FM: Questo passaggio verso l’intelletto pubblico che non è più intenzionale sembra molto il passaggio dall’etica dell’intenzionalità creata dalla cultura greco cristiana ad un’etica della funzione che è invece propria del pensiero calcolante razionale e tecnologico. Quindi siamo di fronte a questo nuovo pubblico che è un pubblico meramente funzionale; quindi, o accettiamo questa nuova dimensione pubblica, che sarà neo tribalista, oppure dovremo mettere in discussione le basi stesse della nostra cultura. Bisognerebbe così far assurgere gli studi culturali a dei veri e propri strumenti operativi per decidere che tipo di umano vogliamo essere cosa che per altro non è mai stata fatta dalla cultura umana.

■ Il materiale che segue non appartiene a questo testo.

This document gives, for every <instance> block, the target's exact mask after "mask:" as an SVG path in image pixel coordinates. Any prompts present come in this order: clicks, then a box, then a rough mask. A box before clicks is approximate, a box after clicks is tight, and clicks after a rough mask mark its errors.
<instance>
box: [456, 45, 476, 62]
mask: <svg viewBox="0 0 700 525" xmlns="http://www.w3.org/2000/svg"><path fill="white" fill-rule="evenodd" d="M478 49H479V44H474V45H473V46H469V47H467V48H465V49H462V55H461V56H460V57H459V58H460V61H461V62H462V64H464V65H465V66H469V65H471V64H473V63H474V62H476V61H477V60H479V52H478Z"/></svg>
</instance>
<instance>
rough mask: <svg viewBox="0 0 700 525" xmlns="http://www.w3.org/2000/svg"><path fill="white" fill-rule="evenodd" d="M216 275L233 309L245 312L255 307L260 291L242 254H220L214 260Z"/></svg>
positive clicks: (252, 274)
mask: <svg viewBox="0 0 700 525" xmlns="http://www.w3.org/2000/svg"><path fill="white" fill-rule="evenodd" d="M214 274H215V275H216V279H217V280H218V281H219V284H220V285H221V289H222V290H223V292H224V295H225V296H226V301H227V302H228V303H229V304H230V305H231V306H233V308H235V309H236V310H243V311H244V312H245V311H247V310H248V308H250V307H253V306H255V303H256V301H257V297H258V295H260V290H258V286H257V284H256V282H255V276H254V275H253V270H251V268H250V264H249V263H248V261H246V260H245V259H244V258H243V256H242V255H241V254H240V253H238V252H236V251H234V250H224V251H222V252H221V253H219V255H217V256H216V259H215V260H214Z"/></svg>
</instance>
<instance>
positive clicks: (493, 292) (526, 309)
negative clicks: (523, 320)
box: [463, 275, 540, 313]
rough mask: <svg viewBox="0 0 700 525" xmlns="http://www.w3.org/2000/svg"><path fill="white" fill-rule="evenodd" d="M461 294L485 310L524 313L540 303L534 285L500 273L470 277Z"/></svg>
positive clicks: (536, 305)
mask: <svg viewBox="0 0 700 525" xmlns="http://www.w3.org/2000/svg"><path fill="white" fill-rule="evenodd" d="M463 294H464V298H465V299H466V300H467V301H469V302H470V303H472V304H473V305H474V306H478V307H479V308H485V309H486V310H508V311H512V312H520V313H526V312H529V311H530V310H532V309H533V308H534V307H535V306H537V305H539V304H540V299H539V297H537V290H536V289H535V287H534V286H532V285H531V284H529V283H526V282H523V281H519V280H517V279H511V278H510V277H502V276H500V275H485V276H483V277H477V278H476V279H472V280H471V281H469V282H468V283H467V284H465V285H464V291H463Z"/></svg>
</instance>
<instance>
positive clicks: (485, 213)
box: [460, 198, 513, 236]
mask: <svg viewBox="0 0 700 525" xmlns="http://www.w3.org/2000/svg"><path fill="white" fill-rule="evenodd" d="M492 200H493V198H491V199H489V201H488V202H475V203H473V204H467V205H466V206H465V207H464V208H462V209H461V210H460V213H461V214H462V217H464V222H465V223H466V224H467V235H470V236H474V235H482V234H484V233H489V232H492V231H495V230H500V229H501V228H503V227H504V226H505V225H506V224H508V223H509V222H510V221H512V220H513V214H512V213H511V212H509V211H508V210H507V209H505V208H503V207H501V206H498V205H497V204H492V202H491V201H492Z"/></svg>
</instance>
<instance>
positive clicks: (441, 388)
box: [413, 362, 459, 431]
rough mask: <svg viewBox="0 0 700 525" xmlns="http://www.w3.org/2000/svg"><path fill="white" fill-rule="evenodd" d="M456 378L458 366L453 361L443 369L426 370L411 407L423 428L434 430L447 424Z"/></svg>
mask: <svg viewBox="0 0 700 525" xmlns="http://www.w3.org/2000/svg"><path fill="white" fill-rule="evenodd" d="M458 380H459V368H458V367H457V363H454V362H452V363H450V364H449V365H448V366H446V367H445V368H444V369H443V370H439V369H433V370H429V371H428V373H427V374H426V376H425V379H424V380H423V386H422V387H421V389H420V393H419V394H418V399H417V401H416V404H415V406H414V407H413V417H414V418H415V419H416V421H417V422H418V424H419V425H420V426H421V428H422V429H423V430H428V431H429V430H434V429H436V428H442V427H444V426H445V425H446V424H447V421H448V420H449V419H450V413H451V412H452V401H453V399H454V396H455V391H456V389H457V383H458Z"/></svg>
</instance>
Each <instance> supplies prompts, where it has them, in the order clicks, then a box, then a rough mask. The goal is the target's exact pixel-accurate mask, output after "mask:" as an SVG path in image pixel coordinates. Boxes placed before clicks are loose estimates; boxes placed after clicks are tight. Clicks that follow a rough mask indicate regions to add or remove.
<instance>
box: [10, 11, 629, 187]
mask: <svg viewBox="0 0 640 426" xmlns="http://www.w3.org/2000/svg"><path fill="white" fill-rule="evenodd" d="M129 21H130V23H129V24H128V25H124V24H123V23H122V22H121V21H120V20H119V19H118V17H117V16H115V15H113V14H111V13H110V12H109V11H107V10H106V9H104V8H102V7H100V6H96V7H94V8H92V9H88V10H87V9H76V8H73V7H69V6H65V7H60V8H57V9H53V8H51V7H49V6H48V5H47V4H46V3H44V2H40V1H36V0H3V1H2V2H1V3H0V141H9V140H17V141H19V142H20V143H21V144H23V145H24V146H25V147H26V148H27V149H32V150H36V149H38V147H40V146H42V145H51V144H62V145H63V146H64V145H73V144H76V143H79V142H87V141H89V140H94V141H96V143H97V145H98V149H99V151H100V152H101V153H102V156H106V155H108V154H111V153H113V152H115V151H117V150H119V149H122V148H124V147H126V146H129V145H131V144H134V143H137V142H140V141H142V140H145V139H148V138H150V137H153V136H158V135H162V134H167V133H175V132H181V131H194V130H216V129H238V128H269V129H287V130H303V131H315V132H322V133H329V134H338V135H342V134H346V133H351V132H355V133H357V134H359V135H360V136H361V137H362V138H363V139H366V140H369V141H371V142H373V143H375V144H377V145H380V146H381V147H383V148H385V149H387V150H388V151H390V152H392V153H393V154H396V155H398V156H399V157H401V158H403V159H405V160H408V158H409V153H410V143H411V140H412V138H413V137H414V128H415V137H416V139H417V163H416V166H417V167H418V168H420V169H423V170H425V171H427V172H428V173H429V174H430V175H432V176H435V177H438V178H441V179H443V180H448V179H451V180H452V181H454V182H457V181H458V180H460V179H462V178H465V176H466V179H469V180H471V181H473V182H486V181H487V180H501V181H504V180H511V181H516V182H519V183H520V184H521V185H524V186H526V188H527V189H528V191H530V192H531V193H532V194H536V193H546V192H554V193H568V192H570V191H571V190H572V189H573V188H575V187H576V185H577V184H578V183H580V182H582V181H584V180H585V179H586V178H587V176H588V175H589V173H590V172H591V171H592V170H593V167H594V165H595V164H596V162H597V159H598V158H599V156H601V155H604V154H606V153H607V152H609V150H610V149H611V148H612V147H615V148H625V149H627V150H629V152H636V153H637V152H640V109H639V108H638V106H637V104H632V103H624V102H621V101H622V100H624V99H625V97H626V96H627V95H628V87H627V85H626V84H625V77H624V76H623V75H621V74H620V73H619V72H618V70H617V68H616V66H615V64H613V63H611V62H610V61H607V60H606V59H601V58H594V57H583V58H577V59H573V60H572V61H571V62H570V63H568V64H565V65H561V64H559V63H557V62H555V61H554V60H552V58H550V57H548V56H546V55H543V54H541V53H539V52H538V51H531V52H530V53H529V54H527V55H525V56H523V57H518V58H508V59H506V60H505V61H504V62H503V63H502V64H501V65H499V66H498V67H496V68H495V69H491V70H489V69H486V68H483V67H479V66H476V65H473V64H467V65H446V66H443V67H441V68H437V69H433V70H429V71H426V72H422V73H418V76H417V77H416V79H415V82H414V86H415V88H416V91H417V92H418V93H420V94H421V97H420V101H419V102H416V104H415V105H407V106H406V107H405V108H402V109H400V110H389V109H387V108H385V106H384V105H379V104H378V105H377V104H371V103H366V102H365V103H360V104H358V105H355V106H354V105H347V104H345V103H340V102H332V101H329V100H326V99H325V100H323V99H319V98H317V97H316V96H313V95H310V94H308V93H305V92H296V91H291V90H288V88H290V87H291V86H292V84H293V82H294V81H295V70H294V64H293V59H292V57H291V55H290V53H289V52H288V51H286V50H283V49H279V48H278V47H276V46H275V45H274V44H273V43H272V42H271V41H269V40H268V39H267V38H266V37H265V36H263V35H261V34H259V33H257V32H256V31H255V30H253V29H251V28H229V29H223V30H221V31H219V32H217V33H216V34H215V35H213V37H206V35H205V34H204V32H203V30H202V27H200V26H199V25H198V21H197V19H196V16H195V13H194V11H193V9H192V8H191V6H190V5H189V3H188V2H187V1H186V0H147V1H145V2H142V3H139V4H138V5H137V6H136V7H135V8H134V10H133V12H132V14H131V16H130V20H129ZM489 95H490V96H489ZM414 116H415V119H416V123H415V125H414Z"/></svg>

A me pare che questo populismo sia una endiade creata dalla versione egemone della storia che loda ogni aspetto della globalizzazione. Non voglio entrare in questo accusa di tribalismo verso i populismi. Quello che a me sembra molto in linea con l’etica della funzione è questa nuova celebrazione dello stakeholder capitalism, un XXI secolo caratterizzato dalla sostituzione della sfera pubblica dei governi con un nuovo pubblico gestito dalle corporation private e globali. Questo genera una sorta cultura pluto-demo-burocratica molto neo americana che si fonda su zelanti memi ideologici che prestano le proprie tendenze a una narrativa fondata su una industrializzazione che si basa su una democratizzazione universale per cui si si sviluppano dei cicli di rinforzo di una teoria folcloristica di scienza sociale secondo cui una società è matura nella misura in cui sono le Corporation private a prendersene cura. Ecco questo a me fa molta più impressione. Perché il pubblico è uno spazio sacro di patteggiamento e non penso che il privato possa sostituirsi al concetto di sacro. Sono proprio due mondi separati. Quindi temo sempre che in questi anni venti del terzo millennio si faccia una grande fatica a lasciar andare le narrative del XX secolo ormai molto obsolete. Quindi creare un pubblico alternativo a quello che è stato quello del XX secolo potrebbe essere una strategia interessante
DdK: È un’idea sicuramente interessante, ma occorre fare un paragone tra la Cina e l’Occidente, perché la Cina ha inventato un modo di accogliere la trasformazione digitale che, con la pratica del Social Credit’, è stato di aumentare la sua tendenza millenaria di favorire la coesione sociale, l’armonia e la sicurezza della gente. Si può certamente discutere su quello che è accaduto a Hong Kong e sul trattamento riservato all’etnia Uiguri, ma la tendenza del governo è visibile anche nell’attaccare non tanto l’individuo che si comporta male, ma l’impresa che si comporta male. Questo è totalmente diverso dalla logica degli americani. I cinesi mantengono così un principio di coerenza sociale. Invece noi abbiamo fatto la stessa cosa con questi grandi enti da cui facciamo provenire la prossima etica. Ma la tendenza è solo quella di fare soldi usando giovani inconsapevoli, come avverrà anche con il metaverso. Ora se questo si chiama etica va bene, ma io non ci credo troppo. Il problema, secondo me è del tutto altro, dentro la fonte della responsabilità e delle motivazioni per rispettarla. L’etica -cristiana- occidentale basata sull’autodeterminazione sta passando a un sistema che l’elimina per dare luogo all’etero-determinazione del tipo cinese, ma senza il ruolo dello stato, solo quello dell’imprese.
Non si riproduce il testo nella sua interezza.